In The Island of Lost Maps, Miles Harvey recalls a game played with his parents on family trips. His father would wake him from a travel nap and quickly ask “Which direction are we driving?” Still fogged with half-sleep, Miles could reply “North” with assurance. “See?” father would say to mother, “I told you.” Young Harvey had (and still has, he believes) a built-in geo-positioning sense that rarely fails. It may just be a “guy thing”–never admitting to being lost–but I have a similar gift.
Maps simply become a part of my database. Feel free to test me some time.
Mental mapping can be a revealing exercise. Ask children to map their world and you’ll discover what matters in their lives: friends’ homes, playgrounds, school (maybe), landmarks of every sort that vary with gender and age. Our lives are regulated by a Tinker-Toy-like assemblage of nodes and links. I recall a speaker several years ago who had done some neighborhood planning that began with a 1960s-style workshop. On huge sheets of newsprint stretched across a gymnasium floor, neighbors drew the places that had personal meaning; negotiated their relative importance; and, in the process, learned a great deal more about one another, I suspect.

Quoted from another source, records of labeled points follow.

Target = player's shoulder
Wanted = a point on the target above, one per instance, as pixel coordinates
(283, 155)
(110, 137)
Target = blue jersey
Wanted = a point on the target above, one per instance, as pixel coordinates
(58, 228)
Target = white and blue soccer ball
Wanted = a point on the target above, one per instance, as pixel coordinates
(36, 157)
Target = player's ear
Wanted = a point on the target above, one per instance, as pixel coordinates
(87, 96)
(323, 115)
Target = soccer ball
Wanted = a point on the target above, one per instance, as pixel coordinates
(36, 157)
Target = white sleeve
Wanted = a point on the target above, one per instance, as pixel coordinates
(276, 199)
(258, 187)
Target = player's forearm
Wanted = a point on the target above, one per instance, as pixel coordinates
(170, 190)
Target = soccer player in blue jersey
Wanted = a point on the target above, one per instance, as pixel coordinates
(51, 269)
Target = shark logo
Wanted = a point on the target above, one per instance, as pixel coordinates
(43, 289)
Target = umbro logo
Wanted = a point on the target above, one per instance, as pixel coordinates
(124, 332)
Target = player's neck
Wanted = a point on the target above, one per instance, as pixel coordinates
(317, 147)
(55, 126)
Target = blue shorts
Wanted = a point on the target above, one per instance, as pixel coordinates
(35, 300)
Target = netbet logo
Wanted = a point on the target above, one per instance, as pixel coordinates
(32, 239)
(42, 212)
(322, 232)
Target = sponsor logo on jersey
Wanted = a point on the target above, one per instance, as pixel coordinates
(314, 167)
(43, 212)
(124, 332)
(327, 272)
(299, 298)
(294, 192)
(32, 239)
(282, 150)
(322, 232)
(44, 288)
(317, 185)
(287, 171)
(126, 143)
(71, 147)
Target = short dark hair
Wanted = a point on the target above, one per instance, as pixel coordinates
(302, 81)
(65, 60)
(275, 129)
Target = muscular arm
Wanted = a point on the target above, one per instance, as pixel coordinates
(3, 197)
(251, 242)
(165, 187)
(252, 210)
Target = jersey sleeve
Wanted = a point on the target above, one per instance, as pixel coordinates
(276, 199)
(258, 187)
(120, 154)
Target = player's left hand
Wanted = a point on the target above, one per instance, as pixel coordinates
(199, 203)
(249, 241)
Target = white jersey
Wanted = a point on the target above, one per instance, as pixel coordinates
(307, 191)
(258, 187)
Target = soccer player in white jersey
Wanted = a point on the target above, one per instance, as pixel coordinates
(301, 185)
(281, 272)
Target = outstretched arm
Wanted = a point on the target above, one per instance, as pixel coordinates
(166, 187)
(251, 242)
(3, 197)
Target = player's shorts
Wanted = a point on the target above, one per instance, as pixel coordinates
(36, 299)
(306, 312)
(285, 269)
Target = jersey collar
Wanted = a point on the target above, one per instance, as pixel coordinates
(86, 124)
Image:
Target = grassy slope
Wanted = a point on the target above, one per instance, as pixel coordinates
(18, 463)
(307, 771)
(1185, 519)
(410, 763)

As I have watched the plan of Agincourt evolve, it’s easy to role play; to be a letter carrier, a school kid, a shopper–even a Jehovah’s Witness–as they go about their business. As I walk from home to the public library, what path will I take? What shortcut will save time? What detour will permit a stop at the candy store. And on the way, what will I discover that was lost or thrown away? What might I see that I shouldn’t? Who might I encounter that could alter the course of my day or, perhaps, even my life?
Agincourt’s Alleys
Agincourt’s original townsite came to me quickly–a last gasp of Enlightenment ideals tempered by mid-19th century railway pragmatism. There have since been two major changes to that plan: the replacement of numbered avenues with the names of New England authors (some very welcome civic meddling by the Ladies’ Literary Society) and the recognition that alleys can be at least as significant as streets.

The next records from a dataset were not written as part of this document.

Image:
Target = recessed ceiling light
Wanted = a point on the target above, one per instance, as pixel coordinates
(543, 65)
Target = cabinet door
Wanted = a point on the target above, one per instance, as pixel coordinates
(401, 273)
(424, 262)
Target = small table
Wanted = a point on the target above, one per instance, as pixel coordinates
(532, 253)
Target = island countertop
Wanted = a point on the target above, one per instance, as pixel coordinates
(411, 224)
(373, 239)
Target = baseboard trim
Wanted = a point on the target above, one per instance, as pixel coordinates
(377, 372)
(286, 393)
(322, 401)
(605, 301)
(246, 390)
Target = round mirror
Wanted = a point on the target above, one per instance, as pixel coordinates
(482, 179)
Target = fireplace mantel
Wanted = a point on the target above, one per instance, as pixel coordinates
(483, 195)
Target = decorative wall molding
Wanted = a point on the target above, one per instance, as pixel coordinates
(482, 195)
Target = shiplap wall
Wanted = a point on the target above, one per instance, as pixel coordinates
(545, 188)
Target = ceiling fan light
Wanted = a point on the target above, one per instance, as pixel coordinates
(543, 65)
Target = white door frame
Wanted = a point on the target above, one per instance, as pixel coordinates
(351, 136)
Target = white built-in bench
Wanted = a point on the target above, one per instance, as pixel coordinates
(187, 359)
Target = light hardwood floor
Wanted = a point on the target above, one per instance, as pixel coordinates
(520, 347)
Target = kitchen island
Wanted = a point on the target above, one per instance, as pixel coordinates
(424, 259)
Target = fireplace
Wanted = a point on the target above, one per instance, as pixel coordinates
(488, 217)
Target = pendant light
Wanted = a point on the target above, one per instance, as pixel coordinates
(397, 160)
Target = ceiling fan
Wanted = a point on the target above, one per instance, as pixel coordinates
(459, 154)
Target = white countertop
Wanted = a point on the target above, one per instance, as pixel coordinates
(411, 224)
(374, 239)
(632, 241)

Folk singer Pete Seeger wrote a song about “The House with the Queen Anne Front and the Mary Anne Behind.” Think of your hometown: recall easily who lived on either side of your own home, but I’ll bet the folks across the alley were more familiar than the people across the street. Twenty years ago, when I first moved into a downtown Fargo ghetto, my closest acquaintances were Minnie Rehnquist and Marcella Depute–garbage can buddies from just across the alley. Perhaps this is why I couldn’t live in the ‘burbs: no alleys.

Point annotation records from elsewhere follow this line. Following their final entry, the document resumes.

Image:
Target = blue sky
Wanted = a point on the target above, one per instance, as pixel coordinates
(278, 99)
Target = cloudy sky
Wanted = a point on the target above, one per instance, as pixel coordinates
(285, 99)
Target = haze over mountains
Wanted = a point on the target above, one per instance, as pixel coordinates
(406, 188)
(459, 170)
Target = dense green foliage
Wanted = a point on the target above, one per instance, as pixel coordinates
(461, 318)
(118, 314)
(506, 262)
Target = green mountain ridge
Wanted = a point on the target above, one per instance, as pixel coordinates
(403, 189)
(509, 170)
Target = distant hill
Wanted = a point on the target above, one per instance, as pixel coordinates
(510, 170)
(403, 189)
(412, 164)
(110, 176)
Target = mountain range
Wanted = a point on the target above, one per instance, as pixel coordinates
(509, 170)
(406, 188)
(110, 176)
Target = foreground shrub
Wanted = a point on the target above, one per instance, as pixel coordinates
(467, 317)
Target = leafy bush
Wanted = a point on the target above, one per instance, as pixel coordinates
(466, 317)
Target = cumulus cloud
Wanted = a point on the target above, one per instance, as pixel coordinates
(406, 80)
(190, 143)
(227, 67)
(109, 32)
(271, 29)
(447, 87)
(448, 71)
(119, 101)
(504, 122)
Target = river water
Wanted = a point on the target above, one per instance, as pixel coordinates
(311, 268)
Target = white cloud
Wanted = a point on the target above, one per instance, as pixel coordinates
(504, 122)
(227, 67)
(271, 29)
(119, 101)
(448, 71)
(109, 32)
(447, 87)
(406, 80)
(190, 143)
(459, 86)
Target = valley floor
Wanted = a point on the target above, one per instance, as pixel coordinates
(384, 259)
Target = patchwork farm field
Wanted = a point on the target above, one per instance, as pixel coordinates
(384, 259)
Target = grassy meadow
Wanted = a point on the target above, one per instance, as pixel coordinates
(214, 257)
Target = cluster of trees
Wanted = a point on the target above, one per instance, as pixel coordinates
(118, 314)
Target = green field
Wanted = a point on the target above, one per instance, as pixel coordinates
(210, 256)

The reconsideration of alleys became an opportunity to enrich the texture of neighborhoods. A block-long length of alley beside Adams Restaurant, for example, was named by petition to honor the passing of Mrs Maud Adams. The lane behind First Baptist Church became Roger Williams Alley as it morphed into a de facto retirement community. Carousel Alley grew from the city’s acquisition of a circus merry-go-round, installed on The Commons in the 1930s.
A half-block length of alley was created about 1900 from two ten-foot strips shaved from original lots. Developers of the Blenheim Hotel got a fourth side for rooms and Mrs Annabelle Miller received enough cash to build a whore house. It was a win-win scenario.
So, like Robert Louis Stevenson’s map of Treasure Island, the developing plat of Agincourt has generated both characters and the narratives of their lives.